«Самые жесткие бои были в живописной секции»
О советской цензуре. Из воспоминаний Павла Никонова
Художник Павел Никонов рассказывает о цензуре — в прошлом и будущем.
Было два рода цензуры: цензура сугубо идеологическая, которая, казалось бы, должна была только следить за политической стороной содержания холста, но эта цензура всегда смешивалась с профессиональной. Аркадий Пластов подвергался жуткой официальной критике вплоть до снятия работ с выставок за то, что он показывал колхозный строй, принижая быт крестьян, показывая его примитивным, огрубленным. В работе «Ужин трактористов» герои сидят на земле, разламывают хлеб, черпают деревянными ложками из одной миски. Что это такое? Колхозный быт? Конечно, так было, но не признавалось как образец того, что нужно показывать. Возьмем Лабаса. В 1930-е годы он своими образами утверждал новую жизнь, новую явь, но подвергался обструкции как формалист. Хотя, казалось бы, с идеологической стороны он показывает роскошные индустриальные сказочные пейзажи, абсолютно современную жизнь. Художники группы «Круг», которые поставили своей целью изображение индустриализации страны и трудовых подвигов, были названы формалистами. Все перепуталось. Этот термин «формализм» — это как бы критика чисто профессиональная, но в то же время она переходила в разряд идеологической цензуры. Например, абсурдным был идеологический спор о псевдонауках: генетике, кибернетике. Всех пересажали. Часто это была борьба номенклатуры за права. Трофим Денисович Лысенко дрался за кресло президента Сельскохозяйственной академии. Из-за этого посадили Вавилова, он был конкурентом. Это тоже можно отнести к разряду цензуры, но это был просто шкурнический захват позиций и материальных благ.
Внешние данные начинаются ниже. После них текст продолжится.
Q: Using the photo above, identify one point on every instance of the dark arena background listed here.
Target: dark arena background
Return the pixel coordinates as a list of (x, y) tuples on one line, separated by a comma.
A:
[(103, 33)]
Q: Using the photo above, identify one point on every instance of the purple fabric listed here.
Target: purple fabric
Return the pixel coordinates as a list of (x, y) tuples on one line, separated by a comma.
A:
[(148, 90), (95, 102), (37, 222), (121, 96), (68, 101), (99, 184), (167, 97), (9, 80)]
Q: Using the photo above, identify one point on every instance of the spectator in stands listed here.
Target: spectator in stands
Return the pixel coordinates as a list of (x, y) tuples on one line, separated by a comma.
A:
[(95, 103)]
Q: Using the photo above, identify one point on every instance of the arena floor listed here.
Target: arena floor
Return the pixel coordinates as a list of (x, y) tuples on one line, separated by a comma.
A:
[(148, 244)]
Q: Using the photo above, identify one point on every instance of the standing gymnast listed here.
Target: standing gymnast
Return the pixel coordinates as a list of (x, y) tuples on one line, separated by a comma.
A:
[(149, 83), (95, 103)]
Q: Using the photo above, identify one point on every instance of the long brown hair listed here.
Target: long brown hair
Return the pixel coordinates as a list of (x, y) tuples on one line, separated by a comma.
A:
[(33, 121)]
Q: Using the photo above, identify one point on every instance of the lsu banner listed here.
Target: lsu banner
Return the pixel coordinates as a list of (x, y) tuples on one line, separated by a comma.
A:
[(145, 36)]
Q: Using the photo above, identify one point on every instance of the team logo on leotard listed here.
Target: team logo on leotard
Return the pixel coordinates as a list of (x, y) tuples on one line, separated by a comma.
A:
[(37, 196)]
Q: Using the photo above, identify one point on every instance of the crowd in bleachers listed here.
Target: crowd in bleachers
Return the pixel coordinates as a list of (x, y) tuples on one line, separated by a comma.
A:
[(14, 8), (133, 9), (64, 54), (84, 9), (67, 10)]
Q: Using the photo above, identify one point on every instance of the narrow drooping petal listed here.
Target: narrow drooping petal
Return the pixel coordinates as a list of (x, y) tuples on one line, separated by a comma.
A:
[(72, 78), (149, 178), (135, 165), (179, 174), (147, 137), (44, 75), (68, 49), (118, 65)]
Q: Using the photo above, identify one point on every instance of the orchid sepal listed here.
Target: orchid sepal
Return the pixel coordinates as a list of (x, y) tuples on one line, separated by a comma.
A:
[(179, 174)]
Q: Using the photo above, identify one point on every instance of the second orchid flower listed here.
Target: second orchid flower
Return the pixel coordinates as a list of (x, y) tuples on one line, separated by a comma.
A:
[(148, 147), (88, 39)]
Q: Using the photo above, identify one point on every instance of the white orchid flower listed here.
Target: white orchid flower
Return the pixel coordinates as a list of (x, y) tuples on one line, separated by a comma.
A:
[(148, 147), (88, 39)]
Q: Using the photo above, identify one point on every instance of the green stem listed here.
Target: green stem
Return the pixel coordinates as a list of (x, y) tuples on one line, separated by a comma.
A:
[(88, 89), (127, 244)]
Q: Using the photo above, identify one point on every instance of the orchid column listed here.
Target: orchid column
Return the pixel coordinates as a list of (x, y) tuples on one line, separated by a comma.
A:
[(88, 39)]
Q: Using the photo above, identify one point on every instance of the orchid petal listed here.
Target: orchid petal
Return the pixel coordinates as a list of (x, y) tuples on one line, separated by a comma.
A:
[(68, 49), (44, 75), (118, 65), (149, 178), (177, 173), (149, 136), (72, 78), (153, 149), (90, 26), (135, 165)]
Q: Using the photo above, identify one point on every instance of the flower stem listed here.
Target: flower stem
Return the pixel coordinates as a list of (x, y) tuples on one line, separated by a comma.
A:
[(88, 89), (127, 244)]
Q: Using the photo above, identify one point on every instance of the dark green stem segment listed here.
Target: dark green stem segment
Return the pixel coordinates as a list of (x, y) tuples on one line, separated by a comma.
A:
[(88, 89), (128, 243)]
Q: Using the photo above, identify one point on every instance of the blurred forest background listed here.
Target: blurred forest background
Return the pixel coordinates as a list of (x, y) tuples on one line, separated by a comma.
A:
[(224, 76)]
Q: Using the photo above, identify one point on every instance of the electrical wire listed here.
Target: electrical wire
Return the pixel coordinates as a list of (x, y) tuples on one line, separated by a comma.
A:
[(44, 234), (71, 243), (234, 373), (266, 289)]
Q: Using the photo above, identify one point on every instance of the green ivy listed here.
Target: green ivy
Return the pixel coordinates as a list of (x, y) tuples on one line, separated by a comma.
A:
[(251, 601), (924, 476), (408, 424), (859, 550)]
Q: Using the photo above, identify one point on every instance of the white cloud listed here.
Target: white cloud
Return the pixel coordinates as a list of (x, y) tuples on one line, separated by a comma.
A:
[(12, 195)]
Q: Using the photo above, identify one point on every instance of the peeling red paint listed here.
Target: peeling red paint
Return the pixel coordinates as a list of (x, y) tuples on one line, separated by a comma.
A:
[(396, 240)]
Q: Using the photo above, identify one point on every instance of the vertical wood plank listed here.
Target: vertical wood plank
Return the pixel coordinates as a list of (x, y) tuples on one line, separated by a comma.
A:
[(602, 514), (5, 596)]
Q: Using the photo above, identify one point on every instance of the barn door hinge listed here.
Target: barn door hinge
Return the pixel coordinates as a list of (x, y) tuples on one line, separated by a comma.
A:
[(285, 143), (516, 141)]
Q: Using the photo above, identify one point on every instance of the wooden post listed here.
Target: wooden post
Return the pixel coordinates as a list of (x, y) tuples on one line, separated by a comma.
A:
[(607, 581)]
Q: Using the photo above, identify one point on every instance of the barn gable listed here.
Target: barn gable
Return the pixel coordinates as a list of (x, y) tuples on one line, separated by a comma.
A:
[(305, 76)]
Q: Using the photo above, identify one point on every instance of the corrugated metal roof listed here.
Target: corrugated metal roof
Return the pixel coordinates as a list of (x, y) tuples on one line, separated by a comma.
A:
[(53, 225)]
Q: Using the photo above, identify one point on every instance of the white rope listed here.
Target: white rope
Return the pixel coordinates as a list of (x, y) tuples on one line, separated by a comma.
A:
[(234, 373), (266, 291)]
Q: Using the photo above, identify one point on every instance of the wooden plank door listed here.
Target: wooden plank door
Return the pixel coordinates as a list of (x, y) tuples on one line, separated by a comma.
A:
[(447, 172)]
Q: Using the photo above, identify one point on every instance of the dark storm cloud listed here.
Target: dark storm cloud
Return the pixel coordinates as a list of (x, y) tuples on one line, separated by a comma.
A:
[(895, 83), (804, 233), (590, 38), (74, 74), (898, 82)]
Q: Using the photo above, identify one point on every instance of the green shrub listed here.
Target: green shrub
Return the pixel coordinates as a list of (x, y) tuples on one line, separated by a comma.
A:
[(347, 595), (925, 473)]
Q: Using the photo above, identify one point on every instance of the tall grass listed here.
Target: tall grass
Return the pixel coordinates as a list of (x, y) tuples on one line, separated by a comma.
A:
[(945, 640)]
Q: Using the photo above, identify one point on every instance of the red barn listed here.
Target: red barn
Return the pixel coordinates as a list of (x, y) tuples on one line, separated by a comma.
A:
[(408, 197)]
В цензуре была стерта грань между профессиональным и идеологическим. Мою картину «Наши будни» ругали. Нас считали хулиганами — жизнь у нас роскошная, а мы ее оскверняем своими произведениями. Когда были дискуссии правительственные, я говорил, что они восхваляют Налбандяна и тех, кто пишет вождей, а мы ездим на великие стройки, изображаем их и утверждаем нового героя. Можно сказать, что это тоже цензура, но это была шкурническая борьба номенклатуры. Они нас боялись, потому что мы были нахальные и лезли туда, куда не нужно.
Механика подготовки выставок была проста. Все проходили два тура выставочного комитета. Сначала первый тур, набиралось работ вполовину больше, чем нужно. Во втором туре — отсев, в каждой секции присутствовал секретарь парткома (секции), самые жесткие бои были в живописной секции. Он следил: это нельзя, это нельзя. Секретарь был из парткома, составленного из художников, членов партии. Были и так называемые искусствоведы в штатском, они не голосовали, но наблюдали за тем, кто и что говорит. Второй тур отсеивал еще часть.
Дальше выставка висит, сначала приглашается инструктор по идеологии из райкома партии. Он приходит: это снять, это не пройдет. Потом приходит горком партии. Но, как правило, они приходили готовыми, потому что им прямо туда сообщали в доносах людей в штатском и союзного парткома. Они приходили: где у вас Никонов, где Андронов? Начиналась дискуссия, председатели правления и выставкома говорили, что да, возможно, работы спорные, но особых идеологических разногласий нету. Если убеждали горком, то все.
Чиновники горкомов разные были. Тот, который организовал снос «Бульдозерной выставки», дурак дураком был. Пер как таран: снять, убрать, не позволю. Ребята получили разрешение организовать выставку, а ему сообщили, что что-то не то, и он, не разбираясь, послал бульдозеры.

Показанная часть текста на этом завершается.